Sampang,- Suasana di Desa Taddan, Kecamatan Camplong, Kabupaten Sampang, mendadak mencekam, Jumat (30/01/2026) dini hari.
Seorang pria berinisial SD, asal warga Desa Dharma Camplong, nyaris tewas dihakimi massa.
Pria berusia 40 tahun ini, kepergok diduga hendak mencuri dan menyerang seorang tokoh agama menggunakan senjata tajam.
Informasi yang dihimpun regamedianews, kejadian tersebut terjadi sekira pukul 01:30 wib, di Dusun Taddan Tengah.
Saat itu, gerak-gerik mencurigakan SD terendus ketika menyelinap masuk ke rumah Bukrawi.
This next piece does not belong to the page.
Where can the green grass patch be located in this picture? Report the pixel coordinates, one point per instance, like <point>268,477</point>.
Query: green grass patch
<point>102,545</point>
“Warga yang mengetahui meneriaki pelaku, maling!,” ujar Kasi Humas Polres Sampang, AKP Eko Puji Waluyo, Jumat (30/01) sore.
Panik karena aksinya ketahuan, pelaku (SD) mencoba melarikan diri ke arah kediaman Kiai Ahyat.
“Bukannya menyerah, pelaku justru bertindak nekat,” ungkap eks Kapolsek Ketapang ini kepada regamedianews.
Bahkan, pelaku mencabut sebilah sabit, dan menyabetkannya ke arah Kiai Ahyat sebanyak dua kali.
“Beruntung, tokoh agama ini berhasil menghindar dan selamat,” beber Eko.
Namun, pelaku berhasil dikepung dan menjadi bulan-bulanan warga yang geram.
“Beruntung polisi segera tiba di lokasi, dan mengevakuasi pelaku dari amukan massa,” terangnya.
Dari tangan pelaku, ungkap Eko, polisi mengamankan barang bukti sebilah sabit.
Lantaran luka serius akibat dikeroyok massa, pelaku belum bisa dimintai keterangan.
“Hingga saat ini, pelaku masih menjalani perawatan intensif di RSUD dr.Mohammad Zyn Sampang,” ujarnya.